La cour d'appel de Paris a ordonné la reprise des traitements, lundi 20 mai, le jour même où un nouvel arrêt avait été entamé. L'ancien infirmier est dans un état végétatif depuis onze ans.   

Article rédigé par Guillemette Jeannot
France Télévisions
Publié Mis à jour
Temps de lecture : 9min
Le CHU de Reims (Marne) où est hospitalisé Vincent Lambert, le 27 juin 2015. (FRANCOIS NASCIMBENI / AFP)

Enième rebondissement dans l'affaire Vincent Lambert. L'alimentation et l'hydratation artificielles de cet homme de 42 ans ont repris lundi 20 mai dans la soirée, après avoir été interrompues le matin même. Hospitalisé depuis 2008 au CHU de Reims (Marne), cet ancien infirmier est dans un état neurovégétatif "irréversible", selon ses médecins. Depuis 2013, une dizaine de procédures judiciaires ont opposé sa femme, Rachel Lambert, favorable à l'arrêt des soins, à ses parents, Viviane et Pierre Lambert, qui refusent la mort de leur fils. En six ans, l'arrêt des soins a été annoncé à cinq reprises, donnant lieu à chaque fois à une série de rebondissements juridiques. 

Janvier 2014 : une "obstination déraisonnable"

A la suite d'un grave accident de la route, survenu le 29 septembre 2008, Vincent Lambert est plongé dans un coma profond. Il en sort dans un "état de conscience minimal", tétraplégique et sans espoir d'amélioration. Il est depuis nourri et hydraté artificiellement. Au cours de l'année 2012, le personnel soignant interprète des manifestations comportementales de Vincent Lambert comme une opposition aux soins pratiqués. En l'absence d'évolution neurologique favorable, le docteur Eric Kariger, médecin de Vincent Lambert, et son équipe médicale engagent alors une "procédure collégiale de fin de vie". Ils concluent à une "obstination déraisonnable" du maintien en vie de leur patient. Ils décident, le 11 janvier 2014, en concertation avec son épouse, de cesser d'alimenter et d'hydrater Vincent Lambert tout en lui administrant des sédatifs afin qu'il souffre le moins possible. 

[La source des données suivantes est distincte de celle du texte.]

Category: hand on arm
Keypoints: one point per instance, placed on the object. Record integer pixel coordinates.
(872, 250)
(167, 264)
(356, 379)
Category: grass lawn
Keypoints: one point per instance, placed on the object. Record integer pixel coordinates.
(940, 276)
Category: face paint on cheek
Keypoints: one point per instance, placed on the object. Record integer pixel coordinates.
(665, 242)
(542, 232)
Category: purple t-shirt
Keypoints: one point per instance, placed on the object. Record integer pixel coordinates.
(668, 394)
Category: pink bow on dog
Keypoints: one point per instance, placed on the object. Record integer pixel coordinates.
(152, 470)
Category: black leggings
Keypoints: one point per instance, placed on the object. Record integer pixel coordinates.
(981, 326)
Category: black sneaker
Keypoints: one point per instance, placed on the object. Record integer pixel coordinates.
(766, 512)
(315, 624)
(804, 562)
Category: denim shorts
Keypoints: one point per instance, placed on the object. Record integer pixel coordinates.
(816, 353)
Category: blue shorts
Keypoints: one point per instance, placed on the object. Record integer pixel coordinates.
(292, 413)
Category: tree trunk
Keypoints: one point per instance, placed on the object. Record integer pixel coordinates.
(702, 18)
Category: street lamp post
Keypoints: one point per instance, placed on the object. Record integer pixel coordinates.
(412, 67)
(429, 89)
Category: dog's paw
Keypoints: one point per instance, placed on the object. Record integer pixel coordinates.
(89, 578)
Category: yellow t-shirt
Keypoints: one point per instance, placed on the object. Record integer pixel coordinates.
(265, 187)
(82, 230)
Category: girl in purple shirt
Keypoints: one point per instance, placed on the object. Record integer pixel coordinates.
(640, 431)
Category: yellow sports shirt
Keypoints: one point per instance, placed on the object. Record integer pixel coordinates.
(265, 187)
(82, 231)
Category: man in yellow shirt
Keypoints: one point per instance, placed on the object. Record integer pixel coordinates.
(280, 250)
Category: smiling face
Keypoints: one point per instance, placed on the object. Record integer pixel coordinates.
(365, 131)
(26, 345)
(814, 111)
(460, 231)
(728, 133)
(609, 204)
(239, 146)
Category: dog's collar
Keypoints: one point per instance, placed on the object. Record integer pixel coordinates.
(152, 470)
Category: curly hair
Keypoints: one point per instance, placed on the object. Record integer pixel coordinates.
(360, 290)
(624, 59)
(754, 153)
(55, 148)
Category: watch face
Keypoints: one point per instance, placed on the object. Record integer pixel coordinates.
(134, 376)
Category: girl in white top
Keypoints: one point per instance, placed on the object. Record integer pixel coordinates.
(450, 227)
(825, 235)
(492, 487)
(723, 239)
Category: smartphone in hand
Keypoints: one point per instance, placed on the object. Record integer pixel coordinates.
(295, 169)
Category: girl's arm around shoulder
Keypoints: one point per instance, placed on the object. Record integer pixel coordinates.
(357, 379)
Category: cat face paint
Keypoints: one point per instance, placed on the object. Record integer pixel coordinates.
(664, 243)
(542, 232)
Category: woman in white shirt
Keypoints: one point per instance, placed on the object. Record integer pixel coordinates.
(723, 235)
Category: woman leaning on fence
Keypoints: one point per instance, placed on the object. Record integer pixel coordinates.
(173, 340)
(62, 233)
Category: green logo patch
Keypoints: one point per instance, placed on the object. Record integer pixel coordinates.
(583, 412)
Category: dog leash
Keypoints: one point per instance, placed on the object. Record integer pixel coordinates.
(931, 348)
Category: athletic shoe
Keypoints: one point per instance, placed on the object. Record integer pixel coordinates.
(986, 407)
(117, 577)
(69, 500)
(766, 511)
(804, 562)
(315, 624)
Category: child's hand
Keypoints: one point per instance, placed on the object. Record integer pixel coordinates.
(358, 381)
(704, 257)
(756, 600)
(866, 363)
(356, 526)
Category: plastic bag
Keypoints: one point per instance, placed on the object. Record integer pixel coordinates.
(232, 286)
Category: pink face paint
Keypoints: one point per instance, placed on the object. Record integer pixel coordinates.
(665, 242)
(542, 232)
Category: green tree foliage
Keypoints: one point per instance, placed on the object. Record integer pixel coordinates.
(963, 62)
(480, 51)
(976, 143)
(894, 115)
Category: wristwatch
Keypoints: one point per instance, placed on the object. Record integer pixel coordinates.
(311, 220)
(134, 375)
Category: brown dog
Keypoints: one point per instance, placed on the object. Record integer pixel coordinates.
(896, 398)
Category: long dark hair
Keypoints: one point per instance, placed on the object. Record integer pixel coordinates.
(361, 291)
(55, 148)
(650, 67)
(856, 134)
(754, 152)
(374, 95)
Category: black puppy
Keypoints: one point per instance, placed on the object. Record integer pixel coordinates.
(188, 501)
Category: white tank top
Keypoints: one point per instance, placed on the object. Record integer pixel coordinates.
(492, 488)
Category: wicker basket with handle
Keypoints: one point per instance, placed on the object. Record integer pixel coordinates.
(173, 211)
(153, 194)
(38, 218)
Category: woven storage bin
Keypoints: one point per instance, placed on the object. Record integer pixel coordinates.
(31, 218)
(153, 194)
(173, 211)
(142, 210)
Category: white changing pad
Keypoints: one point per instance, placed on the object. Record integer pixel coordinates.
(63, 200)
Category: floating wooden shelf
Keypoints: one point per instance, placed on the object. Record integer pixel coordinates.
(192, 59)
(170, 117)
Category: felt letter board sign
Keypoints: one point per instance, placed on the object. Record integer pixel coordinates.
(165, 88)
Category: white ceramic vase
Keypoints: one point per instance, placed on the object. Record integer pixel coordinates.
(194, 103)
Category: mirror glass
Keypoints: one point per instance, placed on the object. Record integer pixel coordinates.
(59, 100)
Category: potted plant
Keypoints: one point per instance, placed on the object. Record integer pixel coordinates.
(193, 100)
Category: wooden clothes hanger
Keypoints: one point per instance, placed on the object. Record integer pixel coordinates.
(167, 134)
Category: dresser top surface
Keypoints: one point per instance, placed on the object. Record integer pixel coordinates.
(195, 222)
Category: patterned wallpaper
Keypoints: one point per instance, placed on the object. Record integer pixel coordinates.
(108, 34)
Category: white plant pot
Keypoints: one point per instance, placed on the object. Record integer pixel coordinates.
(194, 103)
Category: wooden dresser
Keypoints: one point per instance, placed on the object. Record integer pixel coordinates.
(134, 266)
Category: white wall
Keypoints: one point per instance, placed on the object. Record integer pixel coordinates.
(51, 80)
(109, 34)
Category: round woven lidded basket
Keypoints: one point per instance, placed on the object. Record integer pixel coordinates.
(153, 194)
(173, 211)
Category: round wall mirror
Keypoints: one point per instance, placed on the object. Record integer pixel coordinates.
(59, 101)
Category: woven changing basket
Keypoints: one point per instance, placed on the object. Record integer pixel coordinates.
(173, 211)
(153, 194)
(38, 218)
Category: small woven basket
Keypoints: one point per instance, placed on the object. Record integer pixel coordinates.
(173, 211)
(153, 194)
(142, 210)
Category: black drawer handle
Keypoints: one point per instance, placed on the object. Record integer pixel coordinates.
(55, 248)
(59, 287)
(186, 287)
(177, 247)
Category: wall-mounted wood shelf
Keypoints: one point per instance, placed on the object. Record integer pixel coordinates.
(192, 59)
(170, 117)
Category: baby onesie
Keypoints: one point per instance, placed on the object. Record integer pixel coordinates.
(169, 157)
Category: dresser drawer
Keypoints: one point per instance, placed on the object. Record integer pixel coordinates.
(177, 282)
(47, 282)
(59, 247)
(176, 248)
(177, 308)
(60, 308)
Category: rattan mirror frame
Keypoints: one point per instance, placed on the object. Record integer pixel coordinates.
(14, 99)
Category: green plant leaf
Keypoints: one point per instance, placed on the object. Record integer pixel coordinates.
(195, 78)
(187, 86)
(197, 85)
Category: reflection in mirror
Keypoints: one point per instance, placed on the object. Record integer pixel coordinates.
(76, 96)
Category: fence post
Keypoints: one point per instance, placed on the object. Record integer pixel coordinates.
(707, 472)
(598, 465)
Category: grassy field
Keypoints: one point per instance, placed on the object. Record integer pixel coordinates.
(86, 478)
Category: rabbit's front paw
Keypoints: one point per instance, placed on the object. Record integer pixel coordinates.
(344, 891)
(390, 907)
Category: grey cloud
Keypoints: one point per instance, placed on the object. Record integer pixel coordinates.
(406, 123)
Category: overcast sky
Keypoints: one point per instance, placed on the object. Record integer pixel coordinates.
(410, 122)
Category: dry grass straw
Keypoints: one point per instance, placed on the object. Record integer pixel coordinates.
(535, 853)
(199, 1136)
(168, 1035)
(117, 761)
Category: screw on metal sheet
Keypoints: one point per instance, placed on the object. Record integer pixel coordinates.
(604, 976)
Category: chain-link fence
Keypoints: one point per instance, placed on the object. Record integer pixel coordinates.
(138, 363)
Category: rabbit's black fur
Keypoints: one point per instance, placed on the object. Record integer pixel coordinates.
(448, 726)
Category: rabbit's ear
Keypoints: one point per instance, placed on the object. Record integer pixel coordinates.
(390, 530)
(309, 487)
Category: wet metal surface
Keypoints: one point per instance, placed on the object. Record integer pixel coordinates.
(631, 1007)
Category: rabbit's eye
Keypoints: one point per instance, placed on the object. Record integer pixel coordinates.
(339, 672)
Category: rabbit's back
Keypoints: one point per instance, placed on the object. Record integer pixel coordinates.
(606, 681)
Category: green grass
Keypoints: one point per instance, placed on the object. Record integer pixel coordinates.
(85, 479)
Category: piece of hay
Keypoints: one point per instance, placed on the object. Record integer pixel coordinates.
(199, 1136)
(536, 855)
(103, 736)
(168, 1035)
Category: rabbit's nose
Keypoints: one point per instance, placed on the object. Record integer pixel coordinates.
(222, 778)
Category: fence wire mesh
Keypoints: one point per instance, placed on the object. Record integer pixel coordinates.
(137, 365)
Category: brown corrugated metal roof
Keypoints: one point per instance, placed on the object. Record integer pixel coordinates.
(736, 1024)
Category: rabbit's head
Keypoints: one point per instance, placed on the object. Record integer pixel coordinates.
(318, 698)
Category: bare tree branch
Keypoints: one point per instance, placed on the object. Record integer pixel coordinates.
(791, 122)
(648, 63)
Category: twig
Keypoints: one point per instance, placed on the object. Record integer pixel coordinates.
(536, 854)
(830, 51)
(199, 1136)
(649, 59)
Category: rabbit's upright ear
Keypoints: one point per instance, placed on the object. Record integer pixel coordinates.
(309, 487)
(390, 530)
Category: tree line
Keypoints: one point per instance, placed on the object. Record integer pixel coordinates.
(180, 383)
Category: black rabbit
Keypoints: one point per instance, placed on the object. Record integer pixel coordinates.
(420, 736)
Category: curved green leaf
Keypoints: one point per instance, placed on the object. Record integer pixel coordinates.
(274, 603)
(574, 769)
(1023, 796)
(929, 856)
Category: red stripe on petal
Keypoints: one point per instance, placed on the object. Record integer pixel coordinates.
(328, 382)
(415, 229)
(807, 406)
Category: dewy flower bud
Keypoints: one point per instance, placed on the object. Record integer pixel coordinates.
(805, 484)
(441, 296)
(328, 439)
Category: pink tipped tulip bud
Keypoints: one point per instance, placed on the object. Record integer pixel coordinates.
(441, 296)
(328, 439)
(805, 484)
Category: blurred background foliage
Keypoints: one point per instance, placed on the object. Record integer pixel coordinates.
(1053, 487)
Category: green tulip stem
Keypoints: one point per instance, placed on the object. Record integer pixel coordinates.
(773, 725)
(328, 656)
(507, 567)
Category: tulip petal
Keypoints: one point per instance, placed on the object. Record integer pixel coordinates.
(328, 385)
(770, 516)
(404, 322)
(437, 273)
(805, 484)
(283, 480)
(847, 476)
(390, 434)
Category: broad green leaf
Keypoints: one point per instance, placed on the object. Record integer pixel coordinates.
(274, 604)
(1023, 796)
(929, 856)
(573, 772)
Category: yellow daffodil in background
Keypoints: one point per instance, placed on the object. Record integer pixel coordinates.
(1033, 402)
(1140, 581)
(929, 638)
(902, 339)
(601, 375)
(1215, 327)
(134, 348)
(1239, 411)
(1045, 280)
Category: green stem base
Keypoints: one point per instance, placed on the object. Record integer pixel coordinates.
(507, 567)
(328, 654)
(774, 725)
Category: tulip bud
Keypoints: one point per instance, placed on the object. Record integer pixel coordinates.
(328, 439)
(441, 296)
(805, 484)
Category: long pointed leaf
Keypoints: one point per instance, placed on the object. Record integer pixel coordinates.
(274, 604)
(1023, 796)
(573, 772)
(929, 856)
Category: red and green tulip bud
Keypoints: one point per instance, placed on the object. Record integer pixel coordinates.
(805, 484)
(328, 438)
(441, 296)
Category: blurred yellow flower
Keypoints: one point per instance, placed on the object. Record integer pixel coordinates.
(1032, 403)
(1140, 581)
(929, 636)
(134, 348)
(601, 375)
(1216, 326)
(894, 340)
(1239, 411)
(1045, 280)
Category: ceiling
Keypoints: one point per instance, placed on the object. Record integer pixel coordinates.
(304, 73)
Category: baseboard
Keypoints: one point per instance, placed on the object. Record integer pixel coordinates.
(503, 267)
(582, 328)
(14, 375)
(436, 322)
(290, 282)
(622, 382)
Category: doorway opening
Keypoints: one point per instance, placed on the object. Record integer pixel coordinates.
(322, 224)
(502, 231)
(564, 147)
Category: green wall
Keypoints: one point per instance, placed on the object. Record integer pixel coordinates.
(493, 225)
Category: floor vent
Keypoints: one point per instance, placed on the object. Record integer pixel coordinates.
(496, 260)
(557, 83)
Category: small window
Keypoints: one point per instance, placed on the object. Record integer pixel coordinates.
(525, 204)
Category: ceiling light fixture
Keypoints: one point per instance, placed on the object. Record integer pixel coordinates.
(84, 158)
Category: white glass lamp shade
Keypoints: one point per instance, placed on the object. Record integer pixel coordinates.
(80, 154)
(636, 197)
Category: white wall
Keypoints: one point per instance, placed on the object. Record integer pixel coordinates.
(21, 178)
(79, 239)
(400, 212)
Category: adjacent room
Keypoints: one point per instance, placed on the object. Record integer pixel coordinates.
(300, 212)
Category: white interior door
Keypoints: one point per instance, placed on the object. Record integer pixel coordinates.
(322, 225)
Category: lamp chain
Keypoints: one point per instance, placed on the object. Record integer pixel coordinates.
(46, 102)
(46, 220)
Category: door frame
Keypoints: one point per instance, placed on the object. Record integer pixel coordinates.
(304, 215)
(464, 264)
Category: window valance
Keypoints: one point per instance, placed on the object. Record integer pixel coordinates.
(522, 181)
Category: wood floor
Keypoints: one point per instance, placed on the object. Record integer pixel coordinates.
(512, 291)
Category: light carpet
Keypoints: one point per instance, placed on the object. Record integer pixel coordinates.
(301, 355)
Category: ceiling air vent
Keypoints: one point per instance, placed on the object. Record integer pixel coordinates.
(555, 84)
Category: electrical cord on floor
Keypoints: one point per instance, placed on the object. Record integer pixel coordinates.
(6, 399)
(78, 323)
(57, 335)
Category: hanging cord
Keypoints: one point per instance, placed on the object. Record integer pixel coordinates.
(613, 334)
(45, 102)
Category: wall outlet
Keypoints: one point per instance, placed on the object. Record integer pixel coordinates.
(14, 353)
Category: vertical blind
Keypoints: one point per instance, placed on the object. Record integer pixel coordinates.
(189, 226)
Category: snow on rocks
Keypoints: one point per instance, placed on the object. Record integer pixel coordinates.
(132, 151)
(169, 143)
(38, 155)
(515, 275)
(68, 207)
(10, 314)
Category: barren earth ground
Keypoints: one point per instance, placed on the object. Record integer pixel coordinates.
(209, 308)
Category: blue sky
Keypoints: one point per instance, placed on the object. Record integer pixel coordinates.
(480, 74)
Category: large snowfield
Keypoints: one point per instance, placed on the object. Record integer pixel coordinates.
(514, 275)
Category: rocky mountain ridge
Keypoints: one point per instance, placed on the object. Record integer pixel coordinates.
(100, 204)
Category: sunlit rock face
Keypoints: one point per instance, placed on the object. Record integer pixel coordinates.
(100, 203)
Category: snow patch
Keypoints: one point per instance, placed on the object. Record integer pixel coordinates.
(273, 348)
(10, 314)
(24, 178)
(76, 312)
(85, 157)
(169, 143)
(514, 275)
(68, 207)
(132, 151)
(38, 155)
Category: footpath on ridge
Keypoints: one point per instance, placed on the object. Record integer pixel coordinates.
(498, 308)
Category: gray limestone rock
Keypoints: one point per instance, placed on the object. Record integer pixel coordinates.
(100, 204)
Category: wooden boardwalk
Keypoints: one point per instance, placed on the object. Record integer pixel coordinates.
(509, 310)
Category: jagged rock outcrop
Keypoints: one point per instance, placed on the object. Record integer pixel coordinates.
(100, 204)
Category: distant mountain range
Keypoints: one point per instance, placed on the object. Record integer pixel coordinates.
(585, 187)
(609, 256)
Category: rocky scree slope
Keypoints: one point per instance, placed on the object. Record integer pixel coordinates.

Apprenant l'arrêt des soins, les parents de Vincent Lambert, ainsi que certains de ses huit frères et sœurs, saisissent en référé le tribunal administratif de Châlons-en-Champagne. N'ayant pas été consultés par le CHU en amont de la décision, ils s'appuient sur l'article L521-2 du Code de la santé publique et plaident une "atteinte grave" et "illégale" à une "liberté fondamentale" de leur fils. La procédure d'arrêt des soins est suspendue le 16 janvier 2014. Vincent Lambert est à nouveau alimenté et hydraté après 31 jours d'arrêt.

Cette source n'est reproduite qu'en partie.